After the amendments and additions to S.B. 248 that were approved on May 10, some of which reflected and responded to ACA members’ concerns, the final bill includes the following provisions:

  • A definition of “medical debt” that includes the financing or an extension of credit established by a third party solely to purchase goods or services provided by a medical facility, a provider of health care or a provider of emergency medical services.
    • Under this definition, however, medical debt does not include open-ended or closed-ended credit furnished by a financial institution to a borrower and used, at the borrower’s discretion, for the purchase of goods or services provided by a medical facility, health care provider, or provider of emergency medical services.
  • At least 60 days before taking “any action” to collect a medical debt, a debt collection agency must send to the medical debtor via registered or certified mail a notice identifying the name of the collection agency and informing the medical debtor that it has been assigned or otherwise obtained the medical debt for collection.
    • This 60-day notice must set forth the name of the medical facility, health care provider or emergency medical services provider that furnished the goods or services for which the medical debt is owed; the date on which those goods or services were provided; and the principal amount of the medical debt.
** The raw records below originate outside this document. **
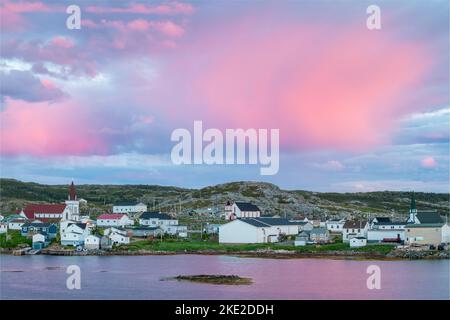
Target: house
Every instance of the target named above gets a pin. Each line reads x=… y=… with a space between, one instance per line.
x=118 y=238
x=92 y=242
x=144 y=232
x=45 y=212
x=130 y=208
x=382 y=229
x=74 y=234
x=357 y=242
x=16 y=224
x=257 y=230
x=354 y=228
x=49 y=230
x=112 y=230
x=105 y=243
x=114 y=220
x=335 y=226
x=425 y=227
x=243 y=210
x=212 y=228
x=72 y=205
x=168 y=224
x=301 y=239
x=154 y=219
x=319 y=235
x=39 y=241
x=54 y=212
x=304 y=225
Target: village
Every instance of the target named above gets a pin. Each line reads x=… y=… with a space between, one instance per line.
x=56 y=228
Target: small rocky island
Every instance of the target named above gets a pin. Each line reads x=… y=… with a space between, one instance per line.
x=214 y=279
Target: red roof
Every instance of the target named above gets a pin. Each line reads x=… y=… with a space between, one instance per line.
x=31 y=209
x=72 y=192
x=112 y=216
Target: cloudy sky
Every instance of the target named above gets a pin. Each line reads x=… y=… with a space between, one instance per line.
x=357 y=109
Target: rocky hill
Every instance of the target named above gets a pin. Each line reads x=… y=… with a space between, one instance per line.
x=270 y=198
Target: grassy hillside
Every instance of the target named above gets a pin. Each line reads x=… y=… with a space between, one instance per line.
x=270 y=198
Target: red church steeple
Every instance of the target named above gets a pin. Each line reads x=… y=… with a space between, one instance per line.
x=72 y=192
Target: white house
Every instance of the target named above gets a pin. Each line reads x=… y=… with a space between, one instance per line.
x=354 y=228
x=301 y=239
x=74 y=234
x=168 y=224
x=129 y=207
x=425 y=227
x=92 y=242
x=257 y=230
x=382 y=229
x=114 y=220
x=243 y=210
x=112 y=230
x=336 y=226
x=38 y=238
x=357 y=242
x=3 y=227
x=51 y=212
x=16 y=224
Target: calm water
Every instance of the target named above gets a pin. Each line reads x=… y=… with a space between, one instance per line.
x=139 y=277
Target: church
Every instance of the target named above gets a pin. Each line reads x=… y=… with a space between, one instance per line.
x=69 y=210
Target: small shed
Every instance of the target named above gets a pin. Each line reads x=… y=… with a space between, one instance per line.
x=358 y=242
x=92 y=242
x=38 y=241
x=319 y=235
x=301 y=239
x=105 y=242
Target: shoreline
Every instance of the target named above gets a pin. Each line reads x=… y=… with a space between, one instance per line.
x=395 y=255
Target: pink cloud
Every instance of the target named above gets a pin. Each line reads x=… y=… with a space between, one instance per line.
x=429 y=162
x=163 y=9
x=43 y=129
x=322 y=86
x=62 y=42
x=332 y=165
x=11 y=18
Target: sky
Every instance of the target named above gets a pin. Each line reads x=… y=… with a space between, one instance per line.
x=357 y=109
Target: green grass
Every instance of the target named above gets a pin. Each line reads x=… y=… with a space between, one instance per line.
x=179 y=246
x=15 y=239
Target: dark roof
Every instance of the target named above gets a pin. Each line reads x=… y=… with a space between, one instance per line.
x=390 y=223
x=31 y=209
x=141 y=228
x=425 y=225
x=127 y=203
x=246 y=206
x=268 y=221
x=429 y=217
x=81 y=225
x=254 y=222
x=155 y=215
x=383 y=219
x=37 y=224
x=318 y=230
x=355 y=224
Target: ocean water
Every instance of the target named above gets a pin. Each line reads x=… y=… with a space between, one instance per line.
x=140 y=277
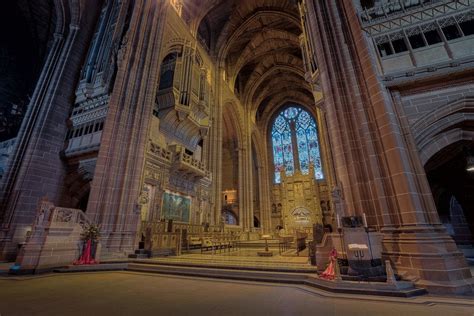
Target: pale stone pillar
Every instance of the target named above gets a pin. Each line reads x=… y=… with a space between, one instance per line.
x=375 y=161
x=116 y=185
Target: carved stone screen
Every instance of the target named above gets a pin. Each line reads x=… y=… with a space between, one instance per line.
x=176 y=207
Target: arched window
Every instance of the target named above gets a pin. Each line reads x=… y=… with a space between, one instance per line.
x=295 y=143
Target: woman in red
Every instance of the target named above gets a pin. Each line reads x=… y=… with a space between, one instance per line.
x=330 y=272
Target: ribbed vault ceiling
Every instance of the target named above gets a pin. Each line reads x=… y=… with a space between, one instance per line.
x=257 y=43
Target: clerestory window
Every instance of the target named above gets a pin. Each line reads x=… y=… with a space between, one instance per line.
x=295 y=143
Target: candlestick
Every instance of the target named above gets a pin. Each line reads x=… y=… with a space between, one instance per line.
x=364 y=219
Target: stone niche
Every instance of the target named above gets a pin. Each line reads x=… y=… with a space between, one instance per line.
x=300 y=202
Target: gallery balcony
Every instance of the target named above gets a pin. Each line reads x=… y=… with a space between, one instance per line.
x=190 y=166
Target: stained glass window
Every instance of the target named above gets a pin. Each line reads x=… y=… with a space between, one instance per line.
x=294 y=133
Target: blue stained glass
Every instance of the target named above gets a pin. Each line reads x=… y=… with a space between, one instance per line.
x=306 y=142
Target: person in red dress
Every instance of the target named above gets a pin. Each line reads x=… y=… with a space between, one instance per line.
x=330 y=272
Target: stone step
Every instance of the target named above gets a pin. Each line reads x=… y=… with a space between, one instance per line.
x=402 y=289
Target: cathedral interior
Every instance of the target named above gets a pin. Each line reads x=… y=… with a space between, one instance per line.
x=327 y=144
  • Debt collectors may still accept “voluntary payment” from medical debtors within the 60-day waiting period so long as the medical debtor initiates the contact with the collection agency and the collection agency discloses to the medical debtor both that “payment is not demanded or due” and that the medical debt will not be reported to a credit reporting agency during the 60-day waiting period.
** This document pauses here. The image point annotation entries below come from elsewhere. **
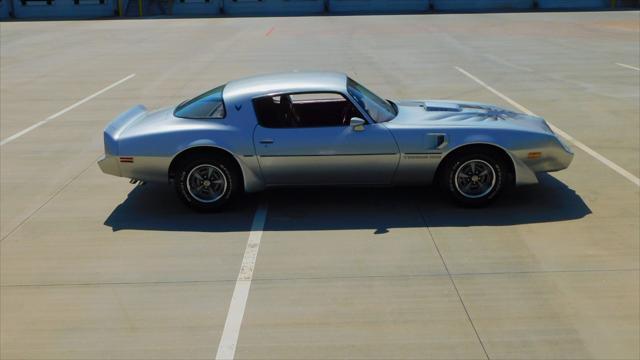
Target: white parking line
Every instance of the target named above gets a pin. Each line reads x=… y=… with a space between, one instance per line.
x=40 y=123
x=629 y=66
x=558 y=131
x=229 y=338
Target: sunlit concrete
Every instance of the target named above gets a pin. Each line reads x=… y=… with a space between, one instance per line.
x=93 y=267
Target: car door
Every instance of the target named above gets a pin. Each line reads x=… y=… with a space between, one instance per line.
x=308 y=151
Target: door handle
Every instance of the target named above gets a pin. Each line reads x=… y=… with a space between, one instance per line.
x=441 y=140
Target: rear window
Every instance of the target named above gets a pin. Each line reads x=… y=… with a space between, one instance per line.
x=206 y=106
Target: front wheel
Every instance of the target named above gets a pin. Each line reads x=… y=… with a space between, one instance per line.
x=206 y=183
x=474 y=179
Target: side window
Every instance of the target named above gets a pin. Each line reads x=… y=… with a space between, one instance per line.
x=304 y=110
x=206 y=106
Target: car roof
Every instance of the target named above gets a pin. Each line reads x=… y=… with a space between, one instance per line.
x=286 y=82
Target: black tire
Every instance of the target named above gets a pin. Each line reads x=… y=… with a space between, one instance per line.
x=458 y=179
x=221 y=168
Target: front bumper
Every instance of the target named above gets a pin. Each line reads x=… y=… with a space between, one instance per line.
x=109 y=165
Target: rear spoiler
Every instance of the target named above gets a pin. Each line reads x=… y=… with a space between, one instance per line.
x=114 y=129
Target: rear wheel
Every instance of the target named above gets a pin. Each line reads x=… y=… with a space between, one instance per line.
x=475 y=178
x=206 y=183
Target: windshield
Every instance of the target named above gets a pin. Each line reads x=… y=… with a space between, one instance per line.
x=379 y=109
x=206 y=106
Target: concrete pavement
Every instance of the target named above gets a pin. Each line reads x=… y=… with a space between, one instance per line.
x=92 y=267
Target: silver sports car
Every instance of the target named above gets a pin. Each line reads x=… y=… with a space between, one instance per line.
x=324 y=128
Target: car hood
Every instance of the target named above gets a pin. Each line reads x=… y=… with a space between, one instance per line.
x=430 y=113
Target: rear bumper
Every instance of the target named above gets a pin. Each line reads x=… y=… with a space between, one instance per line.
x=109 y=165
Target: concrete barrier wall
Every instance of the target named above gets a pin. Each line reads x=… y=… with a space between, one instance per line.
x=64 y=9
x=478 y=5
x=196 y=7
x=378 y=6
x=93 y=8
x=4 y=9
x=273 y=7
x=573 y=4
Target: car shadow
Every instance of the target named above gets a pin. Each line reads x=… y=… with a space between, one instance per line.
x=156 y=207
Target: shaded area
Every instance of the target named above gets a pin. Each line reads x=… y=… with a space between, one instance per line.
x=156 y=207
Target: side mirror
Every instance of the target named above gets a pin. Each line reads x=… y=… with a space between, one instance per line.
x=357 y=124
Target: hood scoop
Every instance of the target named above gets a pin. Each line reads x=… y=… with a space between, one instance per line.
x=441 y=106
    • Any voluntary payment by a medical debtor to a collection agency shall not extend the applicable statute of limitations for that debt.
    • Any voluntary payment made by a medical debtor to a collection agency shall not constitute an admission of liability for the medical debt and shall not be construed as a waiver of any defenses to the collection of the medical debt.
  • The new law expressly states that the protections set forth in it shall be deemed remedial — i.e., for the purpose of protecting the medical debtor — and cannot be waived.

ACA members who testified during the state’s legislative session expressed that the bill will limit health care providers’ solutions for recovering past-due receivables; will limit consumers’ access to affordable health care; and will create confusion for debt collection agencies, attorneys and consumers alike because of tensions and conflict between applicable state and federal law.

“We’ve got really good frameworks in play, and I feel like this [bill] is really well intended but is going to hurt providers, which will reduce access and increase costs for the materially poor and the middle class,” Purcell said during his April testimony. “I don’t think [that] is what everybody is trying to accomplish."